We posted last week the correlation of the bond and gold. Some argue gold has been rallying as a hedge against inflation or inversely with the dollar. Don’t think so and not yet on the inflation hedge.
Gold is moody and is currently in the mood to track interest rates, at least, for now. Check out how the 10-year note and gold are tracking in the chart below.
Remember gold is a “weird cat” with many lives and many reasons to move the way it does.
Gold is a weird cat with multiple personalities and more than nine lives. The yellow metal is up almost $100 since last Friday’s weak U.S. employment report.

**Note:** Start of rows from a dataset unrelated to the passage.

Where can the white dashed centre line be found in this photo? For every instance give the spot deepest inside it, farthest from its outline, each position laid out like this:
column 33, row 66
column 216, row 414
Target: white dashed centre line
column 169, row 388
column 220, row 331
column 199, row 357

At any given time period gold will assume any one of its multiple personalities based on a fundamental story and trade as: 1) a safe haven; 2) an inflation hedge; 3) a commodity; 4) a store of value against central bank balance sheet expansion; 5) an alternative currency; 6) central bank reserve currency; 7) a diversification asset; 8) an Armageddon hedge; and/or 9) all of the above.
– Global Macro Monitor
Note the dollar was down today as was gold. Rates are moving higher across the world. The 10-year German Bund yield has doubled since the new year, from 20 bps to close to 50 bps.
We believe the 35-year bond bull is over and expect interest rates to move up to the 5 percent level over the next few years. The tighter liquidity conditions should take gold into the triple digits this year. Inflation cometh, folks.